According to Jeffrey D. Sachs, Happiness is increasingly considered a proper measure of social progress and a goal of public policy.
Norway ranked number one on this year’s World Happiness Report. Denmark, Iceland, and Switzerland follow behind closely in a tightly packed bunch. According to the Report, these countries ranked highly on all the main factors found to contribute to happiness: caring, freedom, generosity, honesty, health, income and good governance.
Norway moved to the very top even with their weaker oil prices. By choosing to produce its oil slowly, Norway has helped itself from the boom and bust cycle of many other resource-rich economies. They choose to invest the proceeds for the future rather than spending them in the present. They did this successfully because Norway has high levels of mutual trust, shared purpose, and good governance. All these factors keep the country where they are in the happiness ranking.
The Central African Republic was the least happy of 155 countries. The Report states, “Well-being may reflect the history of a region. This may especially be the case for Africa that has a short history of self-rule. Low levels of subjective well-being are likely not to be a recent development in Africa. The first international studies of happiness already found that evaluations of life were less positive in African countries south of the Sahara than elsewhere
This year’s report focuses on how important the social foundations of happiness is. It is seen by comparing the life experience between the top and bottom ten countries. There is a four-point happiness gap between the two groups of countries.

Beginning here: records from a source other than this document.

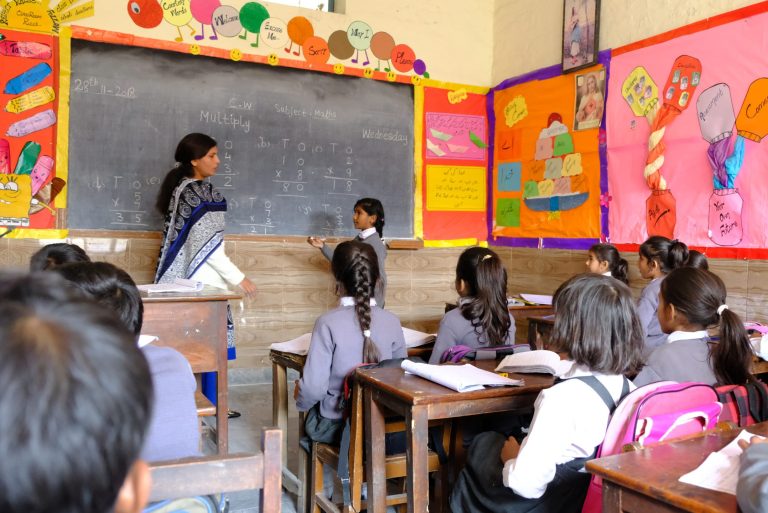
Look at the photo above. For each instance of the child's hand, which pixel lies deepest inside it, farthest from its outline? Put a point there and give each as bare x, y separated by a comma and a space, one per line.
316, 242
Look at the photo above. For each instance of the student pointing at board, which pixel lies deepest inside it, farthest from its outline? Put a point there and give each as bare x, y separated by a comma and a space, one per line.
193, 234
368, 217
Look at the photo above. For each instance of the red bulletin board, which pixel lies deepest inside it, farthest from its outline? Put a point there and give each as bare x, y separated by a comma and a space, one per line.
29, 92
454, 141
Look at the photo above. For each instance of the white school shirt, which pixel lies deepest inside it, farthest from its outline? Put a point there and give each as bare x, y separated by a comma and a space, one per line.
569, 422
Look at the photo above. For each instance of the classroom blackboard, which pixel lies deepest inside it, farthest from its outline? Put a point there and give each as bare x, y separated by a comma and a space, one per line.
297, 148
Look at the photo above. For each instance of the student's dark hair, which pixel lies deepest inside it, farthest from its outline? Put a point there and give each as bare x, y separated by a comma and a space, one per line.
697, 259
697, 294
669, 254
486, 306
373, 207
356, 269
52, 255
597, 325
191, 147
617, 265
76, 399
109, 286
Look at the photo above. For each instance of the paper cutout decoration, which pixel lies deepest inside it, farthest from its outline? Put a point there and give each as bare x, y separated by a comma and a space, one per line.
640, 91
678, 90
752, 121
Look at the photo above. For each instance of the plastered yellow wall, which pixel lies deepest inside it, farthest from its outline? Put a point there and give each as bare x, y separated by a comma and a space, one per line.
528, 34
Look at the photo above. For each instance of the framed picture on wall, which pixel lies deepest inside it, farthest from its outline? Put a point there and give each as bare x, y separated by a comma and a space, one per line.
580, 30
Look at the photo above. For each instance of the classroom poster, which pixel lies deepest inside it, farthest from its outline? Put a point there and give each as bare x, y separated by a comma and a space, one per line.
454, 153
714, 160
29, 185
546, 168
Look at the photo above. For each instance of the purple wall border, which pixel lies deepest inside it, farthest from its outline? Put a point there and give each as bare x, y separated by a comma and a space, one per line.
603, 58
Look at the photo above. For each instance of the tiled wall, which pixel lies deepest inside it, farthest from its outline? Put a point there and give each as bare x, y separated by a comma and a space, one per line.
295, 285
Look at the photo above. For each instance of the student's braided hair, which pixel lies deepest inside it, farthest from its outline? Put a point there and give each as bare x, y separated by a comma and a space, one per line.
356, 269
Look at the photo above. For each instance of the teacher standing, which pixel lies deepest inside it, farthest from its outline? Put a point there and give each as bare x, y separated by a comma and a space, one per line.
193, 233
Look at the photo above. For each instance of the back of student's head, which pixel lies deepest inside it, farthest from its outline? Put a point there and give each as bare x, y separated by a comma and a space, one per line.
699, 296
54, 255
697, 259
75, 401
597, 325
668, 254
618, 266
356, 269
111, 287
373, 207
485, 288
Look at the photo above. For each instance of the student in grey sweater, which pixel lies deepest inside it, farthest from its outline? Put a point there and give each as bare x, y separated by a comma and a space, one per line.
482, 317
356, 332
690, 301
658, 256
368, 217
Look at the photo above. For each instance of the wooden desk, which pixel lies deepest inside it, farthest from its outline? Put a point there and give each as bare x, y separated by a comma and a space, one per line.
420, 401
521, 314
647, 480
195, 324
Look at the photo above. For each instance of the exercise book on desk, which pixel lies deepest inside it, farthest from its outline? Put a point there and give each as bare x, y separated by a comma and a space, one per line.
462, 378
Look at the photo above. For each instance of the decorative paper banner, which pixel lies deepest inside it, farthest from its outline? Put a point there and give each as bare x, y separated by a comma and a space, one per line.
752, 122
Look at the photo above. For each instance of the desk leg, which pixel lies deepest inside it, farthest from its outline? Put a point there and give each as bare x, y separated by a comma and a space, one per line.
280, 405
417, 438
375, 464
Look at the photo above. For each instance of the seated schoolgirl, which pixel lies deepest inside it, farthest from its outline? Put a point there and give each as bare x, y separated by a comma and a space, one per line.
356, 332
596, 325
658, 257
691, 301
482, 317
605, 259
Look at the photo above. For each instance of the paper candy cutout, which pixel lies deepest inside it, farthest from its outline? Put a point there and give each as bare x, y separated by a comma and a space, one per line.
725, 226
640, 91
716, 116
752, 121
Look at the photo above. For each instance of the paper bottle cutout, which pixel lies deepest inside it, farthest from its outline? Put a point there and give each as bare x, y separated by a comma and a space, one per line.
640, 91
661, 213
752, 121
725, 226
716, 116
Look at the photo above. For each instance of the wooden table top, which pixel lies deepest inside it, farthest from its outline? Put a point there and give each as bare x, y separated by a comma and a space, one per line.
654, 471
415, 390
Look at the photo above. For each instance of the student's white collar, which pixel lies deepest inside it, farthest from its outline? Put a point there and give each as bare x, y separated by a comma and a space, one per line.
350, 301
367, 233
686, 335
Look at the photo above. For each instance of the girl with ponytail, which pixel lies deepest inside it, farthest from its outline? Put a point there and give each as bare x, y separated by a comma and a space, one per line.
357, 331
482, 317
691, 301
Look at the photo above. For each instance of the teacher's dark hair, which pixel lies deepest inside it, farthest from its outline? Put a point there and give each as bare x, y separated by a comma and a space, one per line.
191, 147
75, 403
597, 325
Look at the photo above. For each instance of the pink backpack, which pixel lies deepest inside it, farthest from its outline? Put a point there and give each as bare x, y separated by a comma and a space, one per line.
654, 413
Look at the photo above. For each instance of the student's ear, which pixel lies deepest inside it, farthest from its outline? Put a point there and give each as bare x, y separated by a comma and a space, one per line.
134, 494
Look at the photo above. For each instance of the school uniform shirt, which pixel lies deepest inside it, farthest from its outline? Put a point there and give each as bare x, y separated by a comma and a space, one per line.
455, 330
569, 422
371, 237
752, 487
336, 348
647, 306
685, 357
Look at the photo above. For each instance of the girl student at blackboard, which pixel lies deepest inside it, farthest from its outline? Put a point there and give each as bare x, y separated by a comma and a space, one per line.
193, 234
368, 217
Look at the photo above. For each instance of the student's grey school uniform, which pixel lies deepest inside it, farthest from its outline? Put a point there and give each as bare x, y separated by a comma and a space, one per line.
752, 487
684, 357
456, 330
647, 306
336, 349
370, 237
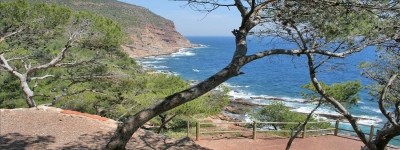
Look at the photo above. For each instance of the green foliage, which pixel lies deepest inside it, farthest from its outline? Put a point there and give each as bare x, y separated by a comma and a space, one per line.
346, 92
44, 30
380, 70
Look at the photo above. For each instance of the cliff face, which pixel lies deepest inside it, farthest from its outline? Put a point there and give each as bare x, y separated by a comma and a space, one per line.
148, 34
152, 40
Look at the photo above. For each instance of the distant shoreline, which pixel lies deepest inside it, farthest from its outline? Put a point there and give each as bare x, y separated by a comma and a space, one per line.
167, 51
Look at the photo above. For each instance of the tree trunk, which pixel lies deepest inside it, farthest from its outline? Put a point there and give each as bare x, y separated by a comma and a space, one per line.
164, 122
125, 130
28, 92
384, 136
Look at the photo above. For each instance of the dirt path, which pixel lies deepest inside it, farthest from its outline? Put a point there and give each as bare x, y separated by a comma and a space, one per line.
52, 128
309, 143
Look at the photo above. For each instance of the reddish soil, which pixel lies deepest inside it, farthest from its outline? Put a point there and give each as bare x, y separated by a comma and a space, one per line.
52, 128
309, 143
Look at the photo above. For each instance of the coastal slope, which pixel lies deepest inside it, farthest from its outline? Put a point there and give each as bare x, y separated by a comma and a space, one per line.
148, 34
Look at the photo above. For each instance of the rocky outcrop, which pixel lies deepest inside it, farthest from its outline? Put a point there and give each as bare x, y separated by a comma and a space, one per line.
148, 33
152, 40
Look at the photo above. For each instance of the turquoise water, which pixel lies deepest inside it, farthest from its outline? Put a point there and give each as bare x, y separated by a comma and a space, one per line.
271, 77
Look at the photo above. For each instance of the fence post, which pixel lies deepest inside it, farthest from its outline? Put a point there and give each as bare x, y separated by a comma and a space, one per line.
254, 129
188, 128
197, 130
371, 132
303, 135
336, 127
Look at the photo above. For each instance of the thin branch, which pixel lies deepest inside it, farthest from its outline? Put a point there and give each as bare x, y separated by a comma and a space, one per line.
59, 58
382, 98
42, 77
74, 64
10, 34
302, 126
4, 64
334, 102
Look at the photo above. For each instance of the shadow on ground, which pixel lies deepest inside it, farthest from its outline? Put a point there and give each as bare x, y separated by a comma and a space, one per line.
14, 141
145, 141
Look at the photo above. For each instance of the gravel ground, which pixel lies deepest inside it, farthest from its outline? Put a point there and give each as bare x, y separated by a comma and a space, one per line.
52, 128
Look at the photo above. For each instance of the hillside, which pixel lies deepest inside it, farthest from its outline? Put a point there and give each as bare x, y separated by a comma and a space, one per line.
149, 34
61, 129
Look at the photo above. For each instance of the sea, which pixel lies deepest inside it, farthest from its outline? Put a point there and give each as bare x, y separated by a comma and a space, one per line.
271, 78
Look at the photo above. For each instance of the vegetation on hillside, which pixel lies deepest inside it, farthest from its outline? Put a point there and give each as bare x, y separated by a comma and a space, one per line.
86, 68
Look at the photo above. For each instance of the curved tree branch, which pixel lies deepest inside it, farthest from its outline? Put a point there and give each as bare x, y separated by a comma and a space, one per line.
382, 98
335, 103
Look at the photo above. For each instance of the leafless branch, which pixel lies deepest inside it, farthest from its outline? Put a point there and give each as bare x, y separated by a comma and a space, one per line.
42, 77
11, 34
57, 59
339, 107
302, 126
382, 98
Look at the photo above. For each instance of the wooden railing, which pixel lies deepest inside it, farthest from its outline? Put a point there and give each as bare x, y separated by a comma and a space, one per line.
255, 130
336, 128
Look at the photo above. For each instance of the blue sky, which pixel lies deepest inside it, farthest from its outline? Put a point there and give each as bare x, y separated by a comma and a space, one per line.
192, 23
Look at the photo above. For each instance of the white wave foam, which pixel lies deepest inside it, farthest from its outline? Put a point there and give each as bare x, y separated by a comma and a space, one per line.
151, 62
183, 52
368, 120
160, 67
239, 94
371, 109
160, 58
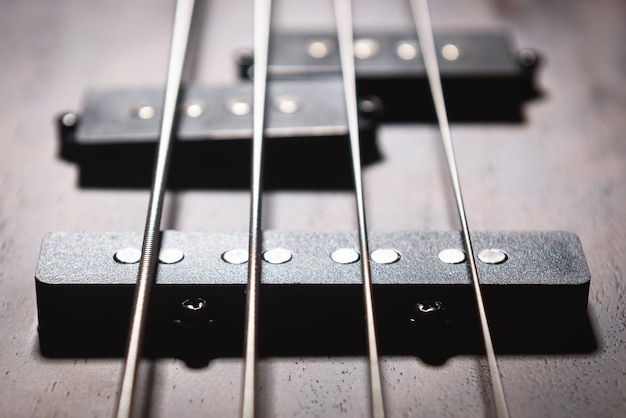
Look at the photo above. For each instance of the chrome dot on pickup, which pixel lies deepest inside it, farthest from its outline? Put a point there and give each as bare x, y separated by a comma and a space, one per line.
277, 256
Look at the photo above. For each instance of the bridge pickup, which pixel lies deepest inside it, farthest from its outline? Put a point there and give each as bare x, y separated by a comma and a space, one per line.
535, 286
113, 139
484, 79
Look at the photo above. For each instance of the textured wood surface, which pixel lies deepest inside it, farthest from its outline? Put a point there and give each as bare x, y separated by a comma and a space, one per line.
563, 168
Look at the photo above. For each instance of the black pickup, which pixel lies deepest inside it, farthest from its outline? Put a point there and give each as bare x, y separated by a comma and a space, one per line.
484, 79
310, 304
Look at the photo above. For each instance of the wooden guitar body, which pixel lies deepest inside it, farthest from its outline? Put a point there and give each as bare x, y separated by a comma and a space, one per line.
561, 168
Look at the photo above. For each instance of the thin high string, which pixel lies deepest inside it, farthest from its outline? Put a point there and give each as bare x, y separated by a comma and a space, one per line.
150, 246
262, 13
343, 16
421, 16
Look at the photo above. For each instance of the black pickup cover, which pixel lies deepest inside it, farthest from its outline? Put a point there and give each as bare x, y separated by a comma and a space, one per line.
536, 300
488, 82
308, 148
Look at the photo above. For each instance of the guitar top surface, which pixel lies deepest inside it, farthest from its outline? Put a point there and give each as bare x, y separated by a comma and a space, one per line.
562, 168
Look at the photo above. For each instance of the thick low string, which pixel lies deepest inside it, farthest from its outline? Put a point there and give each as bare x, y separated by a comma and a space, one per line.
150, 246
262, 13
421, 16
343, 17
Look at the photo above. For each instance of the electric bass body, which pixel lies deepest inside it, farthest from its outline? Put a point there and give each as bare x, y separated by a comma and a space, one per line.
547, 156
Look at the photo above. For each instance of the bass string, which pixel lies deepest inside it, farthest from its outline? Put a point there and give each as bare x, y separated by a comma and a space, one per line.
150, 246
262, 18
421, 17
343, 18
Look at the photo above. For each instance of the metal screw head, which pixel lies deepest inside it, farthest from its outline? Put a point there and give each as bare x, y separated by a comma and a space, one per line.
385, 256
450, 52
320, 48
429, 307
127, 256
345, 256
365, 48
287, 104
277, 256
407, 50
238, 107
194, 110
235, 256
145, 112
194, 305
69, 119
451, 256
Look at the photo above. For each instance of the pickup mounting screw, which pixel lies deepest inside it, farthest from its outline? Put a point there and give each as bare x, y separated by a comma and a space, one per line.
320, 48
69, 119
451, 256
194, 305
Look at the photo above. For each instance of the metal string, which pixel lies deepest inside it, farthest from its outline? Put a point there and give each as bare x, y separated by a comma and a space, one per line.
150, 246
421, 16
343, 17
262, 13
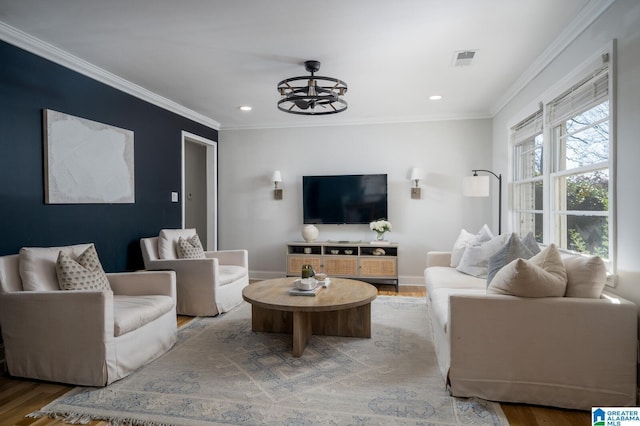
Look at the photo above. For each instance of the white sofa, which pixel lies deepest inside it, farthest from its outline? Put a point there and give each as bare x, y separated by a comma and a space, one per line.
83, 337
566, 352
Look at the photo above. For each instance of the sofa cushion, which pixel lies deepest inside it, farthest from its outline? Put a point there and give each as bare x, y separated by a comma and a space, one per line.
440, 302
132, 312
190, 248
83, 273
231, 273
543, 275
38, 266
445, 277
466, 238
168, 241
475, 260
512, 250
586, 276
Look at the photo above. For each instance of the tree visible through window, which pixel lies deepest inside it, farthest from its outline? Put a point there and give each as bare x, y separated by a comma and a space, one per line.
582, 181
561, 163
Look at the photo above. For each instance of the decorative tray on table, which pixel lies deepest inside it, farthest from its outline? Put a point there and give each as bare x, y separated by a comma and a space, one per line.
308, 286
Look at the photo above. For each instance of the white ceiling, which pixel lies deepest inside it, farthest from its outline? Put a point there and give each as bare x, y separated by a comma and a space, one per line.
211, 56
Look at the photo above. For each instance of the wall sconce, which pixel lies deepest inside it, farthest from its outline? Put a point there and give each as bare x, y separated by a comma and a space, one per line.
478, 186
276, 178
416, 176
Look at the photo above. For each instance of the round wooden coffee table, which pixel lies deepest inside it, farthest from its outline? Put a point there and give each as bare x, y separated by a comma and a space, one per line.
341, 309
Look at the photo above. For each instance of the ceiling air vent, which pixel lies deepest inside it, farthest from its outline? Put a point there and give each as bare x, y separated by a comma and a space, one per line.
463, 58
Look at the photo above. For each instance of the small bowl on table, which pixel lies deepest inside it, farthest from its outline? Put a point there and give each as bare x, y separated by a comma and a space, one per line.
306, 283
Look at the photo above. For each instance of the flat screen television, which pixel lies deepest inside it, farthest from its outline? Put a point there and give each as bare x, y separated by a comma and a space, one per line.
344, 199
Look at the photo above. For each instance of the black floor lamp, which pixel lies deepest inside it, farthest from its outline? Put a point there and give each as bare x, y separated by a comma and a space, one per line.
478, 186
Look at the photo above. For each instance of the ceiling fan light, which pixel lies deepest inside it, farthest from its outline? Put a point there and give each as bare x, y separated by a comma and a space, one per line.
301, 95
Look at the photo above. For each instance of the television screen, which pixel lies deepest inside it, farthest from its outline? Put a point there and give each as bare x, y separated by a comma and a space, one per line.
342, 199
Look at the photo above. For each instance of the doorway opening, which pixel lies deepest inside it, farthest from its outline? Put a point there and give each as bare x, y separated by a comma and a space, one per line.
200, 188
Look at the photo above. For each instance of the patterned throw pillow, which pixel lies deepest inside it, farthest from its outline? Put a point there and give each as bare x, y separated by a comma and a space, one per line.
190, 248
83, 273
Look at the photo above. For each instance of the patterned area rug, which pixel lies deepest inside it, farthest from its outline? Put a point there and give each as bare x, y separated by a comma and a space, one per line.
221, 372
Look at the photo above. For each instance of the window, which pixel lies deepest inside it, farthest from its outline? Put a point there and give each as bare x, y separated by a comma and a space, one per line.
527, 139
562, 162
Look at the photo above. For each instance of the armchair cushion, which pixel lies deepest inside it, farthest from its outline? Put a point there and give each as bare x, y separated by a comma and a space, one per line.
190, 248
38, 266
231, 273
132, 312
168, 241
83, 273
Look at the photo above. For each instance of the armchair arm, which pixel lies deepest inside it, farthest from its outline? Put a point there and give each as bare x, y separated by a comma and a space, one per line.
143, 283
61, 336
230, 257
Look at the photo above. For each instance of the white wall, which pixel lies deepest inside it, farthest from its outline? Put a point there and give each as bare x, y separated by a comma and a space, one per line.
250, 218
621, 22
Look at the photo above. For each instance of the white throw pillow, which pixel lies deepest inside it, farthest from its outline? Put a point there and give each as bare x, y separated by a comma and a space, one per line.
586, 276
465, 239
168, 241
38, 266
543, 275
475, 260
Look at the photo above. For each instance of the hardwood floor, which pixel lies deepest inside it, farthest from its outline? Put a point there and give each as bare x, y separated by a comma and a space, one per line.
18, 397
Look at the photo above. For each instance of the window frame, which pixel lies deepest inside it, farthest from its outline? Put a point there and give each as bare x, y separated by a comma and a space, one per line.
550, 155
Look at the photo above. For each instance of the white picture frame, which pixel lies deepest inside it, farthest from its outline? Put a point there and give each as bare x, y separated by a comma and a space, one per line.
87, 162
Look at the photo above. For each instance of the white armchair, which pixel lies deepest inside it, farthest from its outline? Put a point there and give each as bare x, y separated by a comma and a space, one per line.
206, 287
87, 338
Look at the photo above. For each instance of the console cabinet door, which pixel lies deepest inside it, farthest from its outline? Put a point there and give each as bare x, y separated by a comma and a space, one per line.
340, 265
378, 268
294, 264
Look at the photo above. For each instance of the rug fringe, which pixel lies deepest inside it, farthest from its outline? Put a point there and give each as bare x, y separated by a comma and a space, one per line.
83, 419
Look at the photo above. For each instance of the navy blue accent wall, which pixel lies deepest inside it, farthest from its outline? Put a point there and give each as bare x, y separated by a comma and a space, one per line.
29, 84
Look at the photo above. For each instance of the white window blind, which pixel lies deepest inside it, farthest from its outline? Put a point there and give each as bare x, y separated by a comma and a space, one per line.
585, 94
527, 128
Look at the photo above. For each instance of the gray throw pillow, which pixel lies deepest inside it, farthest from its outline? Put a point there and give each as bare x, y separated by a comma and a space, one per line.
475, 260
512, 250
190, 248
83, 273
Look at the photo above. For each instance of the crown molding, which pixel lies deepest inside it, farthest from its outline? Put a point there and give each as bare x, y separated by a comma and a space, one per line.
592, 11
38, 47
364, 122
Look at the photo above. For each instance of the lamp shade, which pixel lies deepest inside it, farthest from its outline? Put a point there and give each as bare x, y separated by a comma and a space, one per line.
475, 186
416, 174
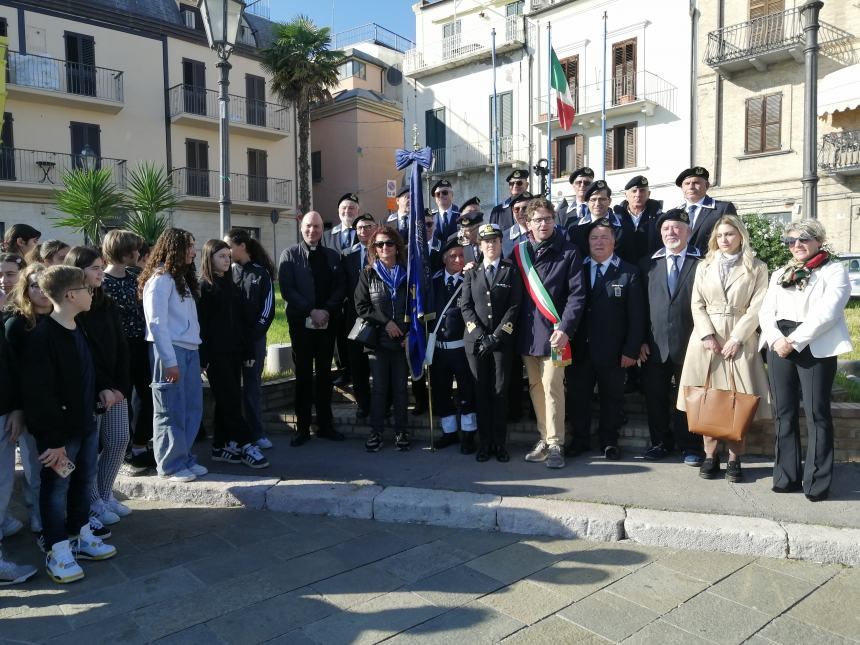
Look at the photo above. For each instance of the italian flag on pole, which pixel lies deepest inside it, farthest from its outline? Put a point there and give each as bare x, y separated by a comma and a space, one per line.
558, 80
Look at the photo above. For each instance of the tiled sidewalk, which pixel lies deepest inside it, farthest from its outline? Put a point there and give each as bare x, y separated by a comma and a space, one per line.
200, 575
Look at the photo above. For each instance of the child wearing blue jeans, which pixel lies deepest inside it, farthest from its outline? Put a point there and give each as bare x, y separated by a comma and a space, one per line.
61, 396
168, 288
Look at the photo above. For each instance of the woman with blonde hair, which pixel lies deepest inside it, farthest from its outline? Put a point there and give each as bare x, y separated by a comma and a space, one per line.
727, 293
803, 327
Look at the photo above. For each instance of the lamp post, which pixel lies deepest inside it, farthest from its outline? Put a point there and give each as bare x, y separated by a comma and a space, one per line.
221, 20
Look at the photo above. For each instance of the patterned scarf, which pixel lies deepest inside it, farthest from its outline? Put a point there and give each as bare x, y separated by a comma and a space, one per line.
797, 273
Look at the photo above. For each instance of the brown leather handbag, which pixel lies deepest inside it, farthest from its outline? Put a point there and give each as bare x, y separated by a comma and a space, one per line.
720, 414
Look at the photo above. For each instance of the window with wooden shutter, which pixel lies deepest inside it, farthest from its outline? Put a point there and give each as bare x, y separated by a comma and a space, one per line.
624, 72
763, 124
621, 147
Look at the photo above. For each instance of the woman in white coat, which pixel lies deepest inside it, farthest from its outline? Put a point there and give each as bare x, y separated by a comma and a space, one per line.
803, 326
727, 294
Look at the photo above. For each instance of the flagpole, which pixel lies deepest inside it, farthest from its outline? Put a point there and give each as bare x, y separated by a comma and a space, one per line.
603, 108
495, 133
549, 111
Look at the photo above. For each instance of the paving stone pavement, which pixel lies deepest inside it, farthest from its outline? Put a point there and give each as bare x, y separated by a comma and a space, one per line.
189, 574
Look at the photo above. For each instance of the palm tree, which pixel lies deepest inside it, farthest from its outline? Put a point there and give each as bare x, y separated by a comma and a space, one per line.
303, 70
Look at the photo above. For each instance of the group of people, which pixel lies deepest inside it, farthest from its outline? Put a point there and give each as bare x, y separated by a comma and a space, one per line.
100, 360
591, 295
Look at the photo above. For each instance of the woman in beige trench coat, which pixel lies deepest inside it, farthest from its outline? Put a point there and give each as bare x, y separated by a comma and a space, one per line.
727, 293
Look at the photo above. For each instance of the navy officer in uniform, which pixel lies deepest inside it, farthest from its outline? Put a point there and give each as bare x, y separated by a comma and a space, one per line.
606, 343
568, 213
449, 356
490, 305
703, 210
518, 183
446, 212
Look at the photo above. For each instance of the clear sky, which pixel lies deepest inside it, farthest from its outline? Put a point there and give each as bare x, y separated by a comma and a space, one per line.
396, 15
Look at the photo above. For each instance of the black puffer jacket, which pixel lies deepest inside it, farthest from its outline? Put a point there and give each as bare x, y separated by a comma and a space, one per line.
373, 302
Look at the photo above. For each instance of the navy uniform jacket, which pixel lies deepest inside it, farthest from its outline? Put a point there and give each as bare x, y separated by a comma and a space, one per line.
560, 269
707, 215
296, 281
511, 238
491, 309
646, 238
442, 232
451, 327
613, 322
332, 239
502, 215
578, 235
669, 320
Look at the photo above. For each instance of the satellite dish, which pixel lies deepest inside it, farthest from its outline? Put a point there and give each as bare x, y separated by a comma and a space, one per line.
394, 76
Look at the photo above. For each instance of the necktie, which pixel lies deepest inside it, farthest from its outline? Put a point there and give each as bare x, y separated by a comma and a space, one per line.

According to the World Happiness Report the US showed less social support, less sense of personal freedom, lower donations, and a loss of trust with the government and business.
The United States is looking for happiness in all the wrong places. According to Chapter 7 of the World Happiness Report, “Restoring American Happiness,” To rebuild the country, we need to focus on five main factors: campaign finance reform, create a set of policies aiming at reducing income and wealth inequality, improving the social relations between native-born and immigrant populations, acknowledge and move past the fear created by 9/11, and improving educational quality. The chapter concludes that falling American happiness is due primarily to social rather than to economic causes.